In perhaps his most eloquent moment, Hegel was referring to the way that philosophy came to an understanding of topics precisely at the moment that they were no longer relevant.
An example of this would be the explosion of visual studies in the 1990s just at the moment when two centuries of the visual being a cultural dominant were being eclipsed by the rise of the non-visual, by the code and procotols of network culture. Nobody talks much about visual studies anymore.
But it isn't just philosophy and theory that operate this way. It's a phenomenon we see in culture over and over. Milton Friedman (and Time Magazine) declared We are all Keynesians now just as the long postwar boom expired.
Or look at how stores like Barnes and Noble appeared, carrying huge amounts of books and magazines just as print began its terminal decline. Or the appearance of the SUV right before peak oil (I have friends who bought those things and used them for everyday driving…crazy!).
So what about Starchitects? There has certainly never been an explosion of interest in Starchitects like there has been today. But when the economy recovers (and I think that will be a long, long time from nunless the government comes up with another unhealthy quick fix), I'm not so sure we'll have starchitects anymore.

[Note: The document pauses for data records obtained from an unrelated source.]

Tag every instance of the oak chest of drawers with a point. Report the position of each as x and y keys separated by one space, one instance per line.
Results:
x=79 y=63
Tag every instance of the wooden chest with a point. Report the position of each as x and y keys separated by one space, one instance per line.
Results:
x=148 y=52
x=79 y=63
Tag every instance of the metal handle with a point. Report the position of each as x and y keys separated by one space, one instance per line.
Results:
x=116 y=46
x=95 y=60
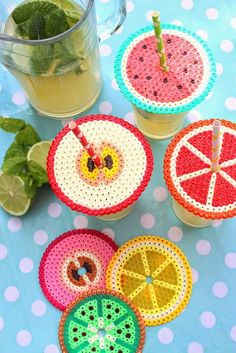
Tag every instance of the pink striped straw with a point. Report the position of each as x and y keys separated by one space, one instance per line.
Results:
x=87 y=146
x=216 y=144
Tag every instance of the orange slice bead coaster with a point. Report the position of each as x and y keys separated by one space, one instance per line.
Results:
x=189 y=175
x=154 y=274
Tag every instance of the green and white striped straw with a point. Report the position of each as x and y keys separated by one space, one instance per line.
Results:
x=160 y=44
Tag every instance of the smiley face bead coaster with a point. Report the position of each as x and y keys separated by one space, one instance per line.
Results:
x=75 y=263
x=101 y=321
x=154 y=275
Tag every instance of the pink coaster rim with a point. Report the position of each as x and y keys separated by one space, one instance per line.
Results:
x=61 y=237
x=108 y=210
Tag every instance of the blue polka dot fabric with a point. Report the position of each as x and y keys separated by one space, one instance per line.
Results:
x=28 y=322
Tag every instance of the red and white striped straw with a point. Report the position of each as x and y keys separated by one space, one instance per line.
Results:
x=216 y=144
x=79 y=134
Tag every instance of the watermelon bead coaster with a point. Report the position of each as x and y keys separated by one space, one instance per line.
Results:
x=162 y=99
x=154 y=275
x=101 y=321
x=75 y=263
x=82 y=186
x=193 y=184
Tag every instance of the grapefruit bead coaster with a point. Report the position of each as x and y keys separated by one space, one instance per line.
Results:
x=158 y=95
x=74 y=263
x=189 y=175
x=101 y=321
x=126 y=156
x=154 y=274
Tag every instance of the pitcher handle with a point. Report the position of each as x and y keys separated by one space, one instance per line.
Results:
x=113 y=21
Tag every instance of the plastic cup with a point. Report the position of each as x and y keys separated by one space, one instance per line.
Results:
x=200 y=194
x=110 y=192
x=161 y=99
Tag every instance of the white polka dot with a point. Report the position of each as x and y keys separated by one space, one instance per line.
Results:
x=233 y=22
x=187 y=4
x=40 y=237
x=227 y=45
x=233 y=333
x=194 y=115
x=109 y=232
x=217 y=223
x=18 y=98
x=230 y=103
x=195 y=347
x=165 y=335
x=177 y=23
x=208 y=319
x=230 y=260
x=114 y=85
x=130 y=117
x=105 y=107
x=2 y=323
x=175 y=234
x=129 y=6
x=23 y=338
x=105 y=49
x=202 y=33
x=212 y=13
x=147 y=221
x=51 y=348
x=14 y=224
x=26 y=265
x=80 y=222
x=160 y=193
x=54 y=210
x=219 y=69
x=220 y=289
x=11 y=294
x=195 y=275
x=3 y=251
x=38 y=308
x=203 y=247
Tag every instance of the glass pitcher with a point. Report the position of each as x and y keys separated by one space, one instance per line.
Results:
x=60 y=75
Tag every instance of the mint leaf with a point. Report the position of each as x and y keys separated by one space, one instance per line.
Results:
x=16 y=150
x=28 y=136
x=30 y=185
x=11 y=124
x=37 y=173
x=37 y=25
x=14 y=166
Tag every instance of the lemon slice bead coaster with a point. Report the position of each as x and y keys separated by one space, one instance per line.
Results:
x=101 y=321
x=154 y=274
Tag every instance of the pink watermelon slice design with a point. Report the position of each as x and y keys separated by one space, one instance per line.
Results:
x=188 y=173
x=149 y=80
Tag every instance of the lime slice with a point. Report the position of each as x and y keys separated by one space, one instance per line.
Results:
x=39 y=152
x=13 y=198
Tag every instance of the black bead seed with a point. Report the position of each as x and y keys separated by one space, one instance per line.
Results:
x=90 y=165
x=109 y=161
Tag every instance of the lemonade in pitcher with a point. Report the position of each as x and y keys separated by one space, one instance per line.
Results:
x=61 y=76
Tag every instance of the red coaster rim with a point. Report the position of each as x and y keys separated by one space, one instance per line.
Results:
x=108 y=210
x=171 y=185
x=61 y=237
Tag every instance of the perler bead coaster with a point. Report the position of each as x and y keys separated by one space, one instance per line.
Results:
x=188 y=173
x=74 y=263
x=191 y=74
x=101 y=322
x=154 y=274
x=128 y=165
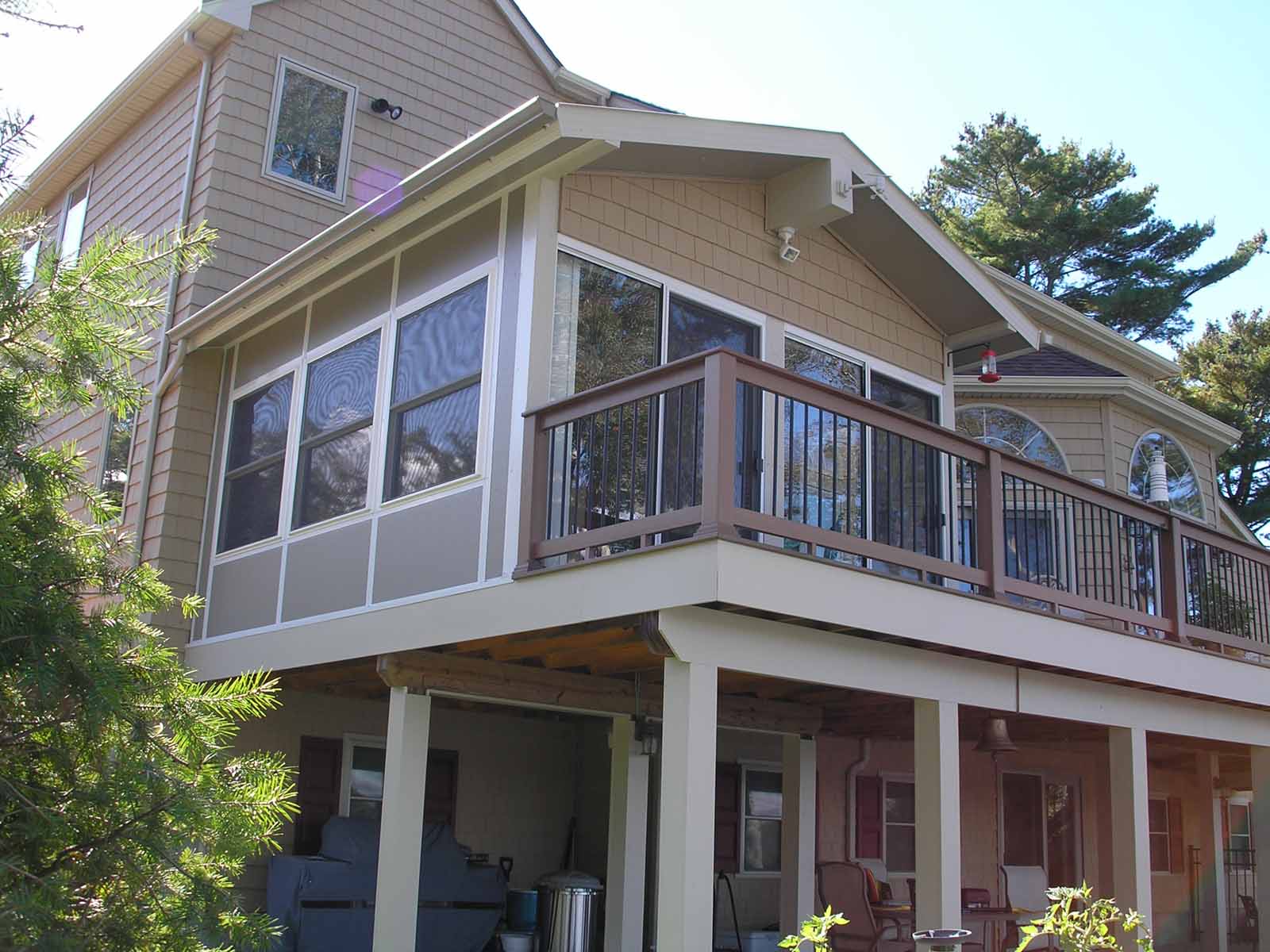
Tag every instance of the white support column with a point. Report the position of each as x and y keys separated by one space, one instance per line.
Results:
x=798 y=831
x=685 y=865
x=406 y=772
x=937 y=780
x=1260 y=812
x=628 y=831
x=1130 y=839
x=1216 y=913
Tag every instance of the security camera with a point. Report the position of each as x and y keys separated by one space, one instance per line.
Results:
x=789 y=254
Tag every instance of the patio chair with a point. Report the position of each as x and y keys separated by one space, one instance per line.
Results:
x=1026 y=889
x=842 y=886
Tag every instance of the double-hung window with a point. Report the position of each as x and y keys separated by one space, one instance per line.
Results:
x=436 y=393
x=761 y=820
x=253 y=471
x=73 y=224
x=116 y=451
x=336 y=436
x=310 y=130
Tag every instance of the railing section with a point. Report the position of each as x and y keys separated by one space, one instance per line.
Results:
x=722 y=444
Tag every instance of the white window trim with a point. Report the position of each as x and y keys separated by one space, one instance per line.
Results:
x=346 y=137
x=1016 y=412
x=87 y=182
x=298 y=366
x=759 y=767
x=1191 y=463
x=346 y=763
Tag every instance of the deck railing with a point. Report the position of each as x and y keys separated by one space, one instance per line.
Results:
x=725 y=446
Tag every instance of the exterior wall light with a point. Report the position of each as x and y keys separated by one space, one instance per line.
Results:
x=381 y=107
x=988 y=366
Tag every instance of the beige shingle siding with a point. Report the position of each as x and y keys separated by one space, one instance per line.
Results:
x=454 y=65
x=710 y=234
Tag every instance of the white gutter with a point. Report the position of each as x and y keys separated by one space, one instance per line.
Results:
x=1197 y=424
x=165 y=376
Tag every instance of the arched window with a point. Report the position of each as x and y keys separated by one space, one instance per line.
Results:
x=1011 y=433
x=1184 y=493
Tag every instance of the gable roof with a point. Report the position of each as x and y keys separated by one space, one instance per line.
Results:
x=177 y=56
x=1053 y=362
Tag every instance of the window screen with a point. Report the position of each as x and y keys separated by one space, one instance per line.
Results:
x=336 y=436
x=436 y=393
x=253 y=473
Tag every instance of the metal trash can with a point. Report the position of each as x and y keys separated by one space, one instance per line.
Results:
x=569 y=912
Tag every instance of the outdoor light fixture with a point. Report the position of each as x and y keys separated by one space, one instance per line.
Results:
x=988 y=366
x=381 y=107
x=789 y=254
x=995 y=738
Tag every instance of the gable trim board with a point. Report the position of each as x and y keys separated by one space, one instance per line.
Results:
x=1193 y=423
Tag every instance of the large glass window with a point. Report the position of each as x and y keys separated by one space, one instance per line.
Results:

The reason is simple: newspapers made starchitects. It's common knowledge that recent construction by major cultural institutions was driven by the desire to make it to the front page of the New York Times. This could only be guaranteed if the architect was Gehry, Herzog and de Meuron, Koolhaas, Hadid, Nouvel, and Foster (some of these names may change a little, a second tier includes Piano, Morphosis, Sejima, Ito, and I'm sure a couple of others that I forgot). I have friends who work with such institutions and they were commonly told that the project had to be on the front page.
This is not surprising. Newspapers are key institutions for the growth machine (see more here). They seek to drive growth, making it seem natural and promoting it, generally regardless of the cost. They are where the growth machine sees itself and celebrates itself.
But now, eviscerated by bad financial models and online publications, newspapers are dying. Certainly blogs have encouraged Starchitecture a bit, but in many cases—such as at Archinect—they did so in part because they are in the business of linking to content from newspapers. In many cases bloggers are more critical of starchitecture than newspaper critics are. Blogs are bottom-up, newspapers are top-down. Thus blogs are snarky, newspapers are proper. Blogs also have comments so when a blogger gets something wrong, a reader can call it out.
As you may read on twitter, the media is dying. As big papers start to shut down or go to online-only formats in the coming years, will starchitects disappear as well? I can't imagine that the heads of major cultural institutions will insist on architects who will ensure their buildings be mentioned on Archinect.
If they do, what will take their place, a Warholian YouTube-style culture of young architects being famous for 15 minutes? Or will architects begin to specialize toward niche audiences, much as blogs do?